Ich höre einen weiteren Einwand: „Warum setzt der Prediger das Wort Gottes, das Ezechiel von Gott selbst aufgetragen bekommt, mit den wissenschaftlichen Erkenntnissen zum Klimawandel in eins? Hängt man damit nicht einem umstrittenen Thema ein religiöses Mäntelchen um?" Der Einwand ist berechtigt – würde mich aber missverstehen. Das Wort der Klimawissenschaftler ist nicht Gottes Wort. Es ist menschliche Erkenntnis. Erkenntnis, die wie jede wissenschaftliche Erkenntnis, irren kann. Das unterscheidet sie von Gottes Wort. Gleich oder ähnlich sind aber die Mechanismen, mit denen wir Menschen auf Gottes Wort und auf wissenschaftliche Erkenntnis reagieren, wenn sie uns nicht passen. Wir wollen sie nicht hören. Wir machen den Propheten und den Wissenschaftler verantwortlich für seine Unglücksbotschaft, werden zu stachligen Dornen und Skorpionen für sie. Wir lehnen die Zumutungen ihrer Botschaften ab. Wir wählen Politiker, die uns zu viel zumuten, ab. Was meint ihr denn, warum die Politik so zaghaft und wenig sachgerecht auf den Klimawandel reagiert, den wir seit 2 Jahren ja ganz hautnah erleben? Jeder Politiker weiß, dass ein Wähler, dem er zu viel zumutet, zum Skorpion wird. Der ihn sticht, indem er ihn nicht mehr wählt. Israels Propheten wurden verhauen, verfolgt, verspottet, weil niemand hören wollte, was sie sagten. Wären sie wählbar gewesen wie unsere Politiker, hätte man sie nicht wiedergewählt.

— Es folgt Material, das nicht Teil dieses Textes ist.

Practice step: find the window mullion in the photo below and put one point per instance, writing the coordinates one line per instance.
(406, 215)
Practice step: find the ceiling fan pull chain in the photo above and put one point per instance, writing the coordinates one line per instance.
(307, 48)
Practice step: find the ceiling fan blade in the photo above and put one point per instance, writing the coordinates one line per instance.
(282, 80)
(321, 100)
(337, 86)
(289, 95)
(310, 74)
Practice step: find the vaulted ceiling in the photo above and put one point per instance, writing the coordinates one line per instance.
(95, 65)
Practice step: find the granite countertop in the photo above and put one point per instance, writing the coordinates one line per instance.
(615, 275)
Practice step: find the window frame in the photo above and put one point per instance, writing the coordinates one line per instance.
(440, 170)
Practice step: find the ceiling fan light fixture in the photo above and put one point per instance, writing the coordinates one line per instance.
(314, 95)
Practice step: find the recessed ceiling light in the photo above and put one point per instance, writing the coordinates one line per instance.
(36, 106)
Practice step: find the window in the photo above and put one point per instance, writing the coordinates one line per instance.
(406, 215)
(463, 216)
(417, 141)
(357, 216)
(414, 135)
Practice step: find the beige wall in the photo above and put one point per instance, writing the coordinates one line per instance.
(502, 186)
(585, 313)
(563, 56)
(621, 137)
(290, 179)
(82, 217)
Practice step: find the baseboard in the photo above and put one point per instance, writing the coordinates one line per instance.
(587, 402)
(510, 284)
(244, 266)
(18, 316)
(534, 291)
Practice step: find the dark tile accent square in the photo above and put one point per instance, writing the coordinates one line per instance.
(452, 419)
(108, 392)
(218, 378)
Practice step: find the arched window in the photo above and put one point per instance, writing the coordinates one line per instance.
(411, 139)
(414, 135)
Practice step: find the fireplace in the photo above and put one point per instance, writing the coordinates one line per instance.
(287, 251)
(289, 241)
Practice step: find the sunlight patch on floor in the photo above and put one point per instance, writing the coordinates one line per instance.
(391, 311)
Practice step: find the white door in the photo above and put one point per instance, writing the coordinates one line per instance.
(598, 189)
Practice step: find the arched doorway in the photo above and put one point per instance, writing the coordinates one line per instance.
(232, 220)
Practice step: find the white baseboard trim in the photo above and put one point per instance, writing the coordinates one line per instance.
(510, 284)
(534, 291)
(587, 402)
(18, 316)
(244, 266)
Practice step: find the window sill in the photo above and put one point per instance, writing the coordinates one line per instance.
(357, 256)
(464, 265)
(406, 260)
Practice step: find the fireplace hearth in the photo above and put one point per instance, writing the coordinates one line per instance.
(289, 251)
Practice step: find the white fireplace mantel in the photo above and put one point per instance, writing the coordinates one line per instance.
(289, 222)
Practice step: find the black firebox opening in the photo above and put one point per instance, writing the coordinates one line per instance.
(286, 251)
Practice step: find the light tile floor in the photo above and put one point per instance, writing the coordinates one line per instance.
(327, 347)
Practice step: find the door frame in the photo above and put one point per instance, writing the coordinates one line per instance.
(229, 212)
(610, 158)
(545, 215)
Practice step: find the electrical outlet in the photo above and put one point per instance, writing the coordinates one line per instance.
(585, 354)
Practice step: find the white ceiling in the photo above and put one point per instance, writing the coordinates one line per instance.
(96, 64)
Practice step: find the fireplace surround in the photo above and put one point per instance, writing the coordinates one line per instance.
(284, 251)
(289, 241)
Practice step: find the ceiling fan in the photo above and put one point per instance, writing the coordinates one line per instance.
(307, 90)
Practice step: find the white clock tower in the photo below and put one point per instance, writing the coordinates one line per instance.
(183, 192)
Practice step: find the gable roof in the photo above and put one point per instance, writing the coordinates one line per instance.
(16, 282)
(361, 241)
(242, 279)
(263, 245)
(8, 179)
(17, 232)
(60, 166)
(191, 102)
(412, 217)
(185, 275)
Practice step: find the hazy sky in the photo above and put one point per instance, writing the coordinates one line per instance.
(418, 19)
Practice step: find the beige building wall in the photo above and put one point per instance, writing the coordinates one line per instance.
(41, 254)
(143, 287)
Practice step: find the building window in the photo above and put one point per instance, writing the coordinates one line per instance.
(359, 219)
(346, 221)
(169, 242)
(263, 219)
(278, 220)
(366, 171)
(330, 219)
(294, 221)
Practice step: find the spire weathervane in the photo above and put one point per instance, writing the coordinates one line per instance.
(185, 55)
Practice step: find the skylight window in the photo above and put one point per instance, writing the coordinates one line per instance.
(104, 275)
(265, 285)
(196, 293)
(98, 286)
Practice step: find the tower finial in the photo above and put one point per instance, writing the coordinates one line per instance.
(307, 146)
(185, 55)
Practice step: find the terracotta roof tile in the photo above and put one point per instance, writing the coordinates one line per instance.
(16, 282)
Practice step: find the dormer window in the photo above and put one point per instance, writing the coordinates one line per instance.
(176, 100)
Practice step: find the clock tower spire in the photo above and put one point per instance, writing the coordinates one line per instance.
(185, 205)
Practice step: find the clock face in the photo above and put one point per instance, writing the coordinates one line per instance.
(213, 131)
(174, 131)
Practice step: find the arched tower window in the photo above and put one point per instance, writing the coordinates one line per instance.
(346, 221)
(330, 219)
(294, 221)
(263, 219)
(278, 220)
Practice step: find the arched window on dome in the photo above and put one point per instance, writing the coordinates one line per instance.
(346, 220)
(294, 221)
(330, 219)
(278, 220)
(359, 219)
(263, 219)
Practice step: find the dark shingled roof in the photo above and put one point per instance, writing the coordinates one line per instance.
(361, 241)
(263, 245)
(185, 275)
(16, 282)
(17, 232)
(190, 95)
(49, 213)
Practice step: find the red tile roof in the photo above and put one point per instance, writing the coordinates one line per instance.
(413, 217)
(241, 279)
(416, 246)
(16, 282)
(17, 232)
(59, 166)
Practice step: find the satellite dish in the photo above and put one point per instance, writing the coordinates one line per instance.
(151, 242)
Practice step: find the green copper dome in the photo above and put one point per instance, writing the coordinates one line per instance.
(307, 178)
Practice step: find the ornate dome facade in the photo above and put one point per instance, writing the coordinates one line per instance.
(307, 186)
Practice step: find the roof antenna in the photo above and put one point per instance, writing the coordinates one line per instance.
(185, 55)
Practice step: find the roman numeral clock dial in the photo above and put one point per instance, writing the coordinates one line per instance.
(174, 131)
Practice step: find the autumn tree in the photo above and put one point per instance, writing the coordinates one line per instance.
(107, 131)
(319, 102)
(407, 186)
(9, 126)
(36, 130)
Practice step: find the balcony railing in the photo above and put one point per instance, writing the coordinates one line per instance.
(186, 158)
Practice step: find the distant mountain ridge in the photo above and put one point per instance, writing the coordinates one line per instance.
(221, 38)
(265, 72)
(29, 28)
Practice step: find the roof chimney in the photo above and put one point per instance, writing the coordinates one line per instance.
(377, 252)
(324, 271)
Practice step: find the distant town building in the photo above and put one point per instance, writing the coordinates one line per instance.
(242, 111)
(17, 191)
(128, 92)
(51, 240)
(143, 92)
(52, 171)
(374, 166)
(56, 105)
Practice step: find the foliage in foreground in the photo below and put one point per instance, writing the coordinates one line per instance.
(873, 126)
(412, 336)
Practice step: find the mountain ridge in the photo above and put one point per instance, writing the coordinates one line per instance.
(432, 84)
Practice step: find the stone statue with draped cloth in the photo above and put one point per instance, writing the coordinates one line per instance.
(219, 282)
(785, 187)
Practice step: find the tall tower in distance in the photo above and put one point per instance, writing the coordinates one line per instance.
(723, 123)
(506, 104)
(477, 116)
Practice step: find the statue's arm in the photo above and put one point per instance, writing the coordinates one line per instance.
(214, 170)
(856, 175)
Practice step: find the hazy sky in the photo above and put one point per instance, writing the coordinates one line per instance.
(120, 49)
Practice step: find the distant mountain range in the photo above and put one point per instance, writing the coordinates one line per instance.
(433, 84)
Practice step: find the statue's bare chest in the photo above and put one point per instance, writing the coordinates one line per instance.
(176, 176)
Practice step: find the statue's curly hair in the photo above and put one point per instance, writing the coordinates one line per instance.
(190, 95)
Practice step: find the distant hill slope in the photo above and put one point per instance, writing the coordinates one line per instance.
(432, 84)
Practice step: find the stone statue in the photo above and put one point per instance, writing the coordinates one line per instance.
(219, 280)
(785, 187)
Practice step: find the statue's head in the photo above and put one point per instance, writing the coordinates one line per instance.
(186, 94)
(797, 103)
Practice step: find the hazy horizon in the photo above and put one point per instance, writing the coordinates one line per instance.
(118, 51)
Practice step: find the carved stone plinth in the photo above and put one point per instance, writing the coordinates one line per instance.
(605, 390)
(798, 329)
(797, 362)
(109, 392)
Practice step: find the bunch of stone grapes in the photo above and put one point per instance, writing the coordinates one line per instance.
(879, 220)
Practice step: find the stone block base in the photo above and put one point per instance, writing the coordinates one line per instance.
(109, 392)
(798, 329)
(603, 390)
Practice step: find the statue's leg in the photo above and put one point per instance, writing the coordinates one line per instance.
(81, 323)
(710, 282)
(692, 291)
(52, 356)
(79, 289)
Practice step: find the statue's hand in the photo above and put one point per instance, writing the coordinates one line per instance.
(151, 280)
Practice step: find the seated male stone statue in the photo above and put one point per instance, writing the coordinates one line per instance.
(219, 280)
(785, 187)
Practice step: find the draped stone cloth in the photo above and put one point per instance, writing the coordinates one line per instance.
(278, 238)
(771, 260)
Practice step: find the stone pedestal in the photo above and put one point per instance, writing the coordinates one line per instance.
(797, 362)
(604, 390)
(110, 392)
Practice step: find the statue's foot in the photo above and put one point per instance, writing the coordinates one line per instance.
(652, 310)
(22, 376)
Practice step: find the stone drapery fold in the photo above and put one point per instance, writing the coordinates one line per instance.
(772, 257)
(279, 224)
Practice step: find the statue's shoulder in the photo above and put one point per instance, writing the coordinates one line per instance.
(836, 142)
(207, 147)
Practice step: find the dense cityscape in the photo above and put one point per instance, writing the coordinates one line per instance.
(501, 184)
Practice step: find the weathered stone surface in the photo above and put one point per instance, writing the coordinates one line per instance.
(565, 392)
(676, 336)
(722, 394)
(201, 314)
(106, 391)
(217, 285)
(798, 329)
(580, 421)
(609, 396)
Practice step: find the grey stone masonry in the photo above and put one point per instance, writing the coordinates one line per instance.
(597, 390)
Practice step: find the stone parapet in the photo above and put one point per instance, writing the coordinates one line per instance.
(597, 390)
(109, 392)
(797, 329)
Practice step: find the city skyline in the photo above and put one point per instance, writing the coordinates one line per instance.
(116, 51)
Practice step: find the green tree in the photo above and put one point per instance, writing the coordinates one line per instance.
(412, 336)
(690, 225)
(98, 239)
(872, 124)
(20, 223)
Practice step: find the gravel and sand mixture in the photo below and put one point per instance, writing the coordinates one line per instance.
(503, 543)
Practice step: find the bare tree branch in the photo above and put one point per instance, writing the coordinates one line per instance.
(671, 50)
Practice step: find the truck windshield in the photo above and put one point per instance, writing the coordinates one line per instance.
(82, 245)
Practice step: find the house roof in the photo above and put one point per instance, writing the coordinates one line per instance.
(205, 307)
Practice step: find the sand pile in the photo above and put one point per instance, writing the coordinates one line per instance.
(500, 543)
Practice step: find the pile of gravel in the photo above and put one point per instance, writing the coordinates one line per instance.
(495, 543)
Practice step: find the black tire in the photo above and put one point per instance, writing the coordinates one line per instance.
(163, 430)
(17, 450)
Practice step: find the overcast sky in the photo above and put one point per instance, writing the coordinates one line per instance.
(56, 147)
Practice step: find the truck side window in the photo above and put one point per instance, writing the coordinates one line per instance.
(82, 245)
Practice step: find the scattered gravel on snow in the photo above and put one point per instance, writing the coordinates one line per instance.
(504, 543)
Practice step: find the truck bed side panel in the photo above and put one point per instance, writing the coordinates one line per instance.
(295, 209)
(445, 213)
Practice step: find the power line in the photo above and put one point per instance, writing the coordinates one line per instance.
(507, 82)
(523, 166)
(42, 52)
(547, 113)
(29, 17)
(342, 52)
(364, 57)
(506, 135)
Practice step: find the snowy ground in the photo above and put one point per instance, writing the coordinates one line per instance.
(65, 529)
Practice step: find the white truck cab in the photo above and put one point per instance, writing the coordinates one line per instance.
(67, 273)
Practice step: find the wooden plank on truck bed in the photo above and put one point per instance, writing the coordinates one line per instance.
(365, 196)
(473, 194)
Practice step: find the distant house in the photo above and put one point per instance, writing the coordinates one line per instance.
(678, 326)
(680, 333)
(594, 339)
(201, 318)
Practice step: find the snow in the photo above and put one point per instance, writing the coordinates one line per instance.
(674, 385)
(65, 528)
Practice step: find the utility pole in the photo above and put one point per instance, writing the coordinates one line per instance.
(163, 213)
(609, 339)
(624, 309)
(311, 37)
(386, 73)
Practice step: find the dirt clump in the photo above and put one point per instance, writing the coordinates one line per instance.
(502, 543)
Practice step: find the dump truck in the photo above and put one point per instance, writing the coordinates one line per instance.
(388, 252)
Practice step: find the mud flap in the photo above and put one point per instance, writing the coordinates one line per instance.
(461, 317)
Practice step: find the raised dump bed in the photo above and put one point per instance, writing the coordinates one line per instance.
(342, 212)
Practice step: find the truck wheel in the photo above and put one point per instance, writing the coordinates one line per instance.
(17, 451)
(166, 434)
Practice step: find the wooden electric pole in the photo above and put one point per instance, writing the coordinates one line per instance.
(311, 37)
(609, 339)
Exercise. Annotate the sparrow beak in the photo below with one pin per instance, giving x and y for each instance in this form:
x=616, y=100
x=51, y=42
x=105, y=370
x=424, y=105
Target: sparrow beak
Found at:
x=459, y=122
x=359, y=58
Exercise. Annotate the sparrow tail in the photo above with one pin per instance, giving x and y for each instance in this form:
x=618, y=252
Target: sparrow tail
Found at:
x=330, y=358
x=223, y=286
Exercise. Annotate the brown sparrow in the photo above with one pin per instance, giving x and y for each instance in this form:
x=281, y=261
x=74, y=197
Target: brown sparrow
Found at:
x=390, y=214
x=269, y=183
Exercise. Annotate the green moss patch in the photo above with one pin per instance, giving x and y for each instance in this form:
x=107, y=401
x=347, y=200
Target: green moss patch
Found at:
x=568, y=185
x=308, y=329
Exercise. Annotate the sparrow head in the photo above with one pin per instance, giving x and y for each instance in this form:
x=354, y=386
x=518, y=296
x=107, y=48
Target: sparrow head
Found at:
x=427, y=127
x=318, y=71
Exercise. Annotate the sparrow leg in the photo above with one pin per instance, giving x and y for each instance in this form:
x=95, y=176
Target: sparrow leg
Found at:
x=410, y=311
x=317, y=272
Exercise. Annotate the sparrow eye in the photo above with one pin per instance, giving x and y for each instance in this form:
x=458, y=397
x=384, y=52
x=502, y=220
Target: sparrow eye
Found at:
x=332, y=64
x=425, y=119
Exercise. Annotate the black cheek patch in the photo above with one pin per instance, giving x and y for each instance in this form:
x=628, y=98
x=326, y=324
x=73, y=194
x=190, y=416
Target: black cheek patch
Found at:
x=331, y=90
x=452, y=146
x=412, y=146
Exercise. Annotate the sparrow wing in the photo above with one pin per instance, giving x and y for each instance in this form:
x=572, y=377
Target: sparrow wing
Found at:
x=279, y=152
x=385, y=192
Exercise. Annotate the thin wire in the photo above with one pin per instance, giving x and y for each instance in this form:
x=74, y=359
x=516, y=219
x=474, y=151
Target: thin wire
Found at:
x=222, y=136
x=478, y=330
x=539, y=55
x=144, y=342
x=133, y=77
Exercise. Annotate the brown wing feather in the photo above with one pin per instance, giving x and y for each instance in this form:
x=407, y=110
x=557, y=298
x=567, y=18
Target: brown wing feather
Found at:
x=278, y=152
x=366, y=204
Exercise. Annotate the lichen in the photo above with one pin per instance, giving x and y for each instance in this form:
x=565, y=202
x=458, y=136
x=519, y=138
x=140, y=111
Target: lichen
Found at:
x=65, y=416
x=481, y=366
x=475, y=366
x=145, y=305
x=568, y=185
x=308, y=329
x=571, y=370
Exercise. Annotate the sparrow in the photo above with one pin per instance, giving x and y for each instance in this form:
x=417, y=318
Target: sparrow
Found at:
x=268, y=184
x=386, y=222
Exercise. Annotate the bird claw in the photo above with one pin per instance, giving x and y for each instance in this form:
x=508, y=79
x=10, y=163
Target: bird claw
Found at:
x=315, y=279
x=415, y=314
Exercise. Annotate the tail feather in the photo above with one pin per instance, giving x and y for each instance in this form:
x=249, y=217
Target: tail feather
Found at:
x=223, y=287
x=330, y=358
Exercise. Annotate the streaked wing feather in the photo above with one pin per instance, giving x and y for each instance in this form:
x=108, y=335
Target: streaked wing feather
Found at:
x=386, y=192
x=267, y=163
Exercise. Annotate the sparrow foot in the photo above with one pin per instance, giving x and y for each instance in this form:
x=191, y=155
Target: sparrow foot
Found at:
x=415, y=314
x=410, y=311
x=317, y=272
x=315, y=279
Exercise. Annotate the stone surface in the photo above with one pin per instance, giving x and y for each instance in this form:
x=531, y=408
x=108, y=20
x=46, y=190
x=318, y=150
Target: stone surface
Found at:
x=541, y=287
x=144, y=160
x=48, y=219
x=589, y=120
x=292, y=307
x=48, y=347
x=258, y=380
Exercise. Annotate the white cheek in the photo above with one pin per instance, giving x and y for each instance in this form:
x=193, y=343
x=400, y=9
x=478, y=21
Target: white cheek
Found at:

Ezechiel tritt ein Amt an, das zum Scheitern verurteilt ist. Er bekommt das auch gesagt: „Und die Kinder, zu denen ich dich sende, haben harte Köpfe und verstockte Herzen. Zu denen sollst du sagen: »So spricht Gott der HERR!« Sie gehorchen oder lassen es – denn sie sind ein Haus des Widerspruchs –, dennoch sollen sie wissen, dass ein Prophet unter ihnen gewesen ist." Sie sollen wissen, dass ein Prophet unter ihnen gewesen ist. Ezechiel und die großen Propheten Israels sind einsame Rufer in der Wüste. Ungeliebte Mahner. Aber sie halten das aus. Warum? Warum tut sich ein Mensch das an? Es ist Liebe, die sie dazu treibt. Die innige Liebe zu ihrem Gott, der ihnen diesen Auftrag gegeben hat, Liebe zu seinem Wort. Auch dann, wenn es unbequem ist. Für sie selbst und für ihre Zuhörer. Marc Chagall hat diese Männer für mich in einem seiner Bilder bildlich verewigt. Es zeigt einen jüdischen Mann in inniger Umarmung und im Tanz mit einer Thorarolle. Wie eine Geliebte hält er sie zärtlich im Arm, nichts passt zwischen sie und ihn, nichts kann sie trennen.
Dieses Bild setzt mich auf eine letzte gedankliche Spur. Es ist nicht die Angst, die Furcht, die uns als Menschen verändert und Änderungen akzeptieren lässt. Es ist die Liebe. Die Liebe zu Gott und zu den Menschen, die Liebe zur Schöpfung und den Geschöpfen. Wir alle brauchen für den notwendigen Wandel Kraft und Mut und die gewinnen wir nicht aus Furcht vor dem Untergang. Die gewinnen wir – wie der Prophet – aus Visionen. Aus Visionen einer anderen, erneuerten Welt. Wir müssen anfangen, davon zu träumen, was wir gewinnen können durch einen Wandel in vielen Lebensbereichen. Statt Albträume zu haben vor dem, was wir verlieren könnten. Wir sollten uns auf die Suche machen nach dem Geschmack des Honigs in den Botschaften, die uns bis jetzt nur als Klage, Ach und Weh erscheinen. Jesus war ein großer Visionär der Umkehr zum Leben hin – das unterschied ihn von den alten Propheten Israels, die meinten, sie würden die Menschen mit ihren Gerichtsdrohungen zur Umkehr bewegen. Umkehr braucht positive Energie, wie sie Jesu Leben und Predigt vom Gottesreich, von einer erneuerten Welt, ausstrahlte. Er war mehr als ein Wächter Israels, er war Seelsorger, Begleiter und Führer zu einem anderen Leben hin, zu einem Reich jenseits der eingefahrenen und etablierten Reiche, das er Reich Gottes nannte.

Sein Frieden, der höher ist als alle Vernunft
bewahre eure Herzen und Sinne in Christus Jesus!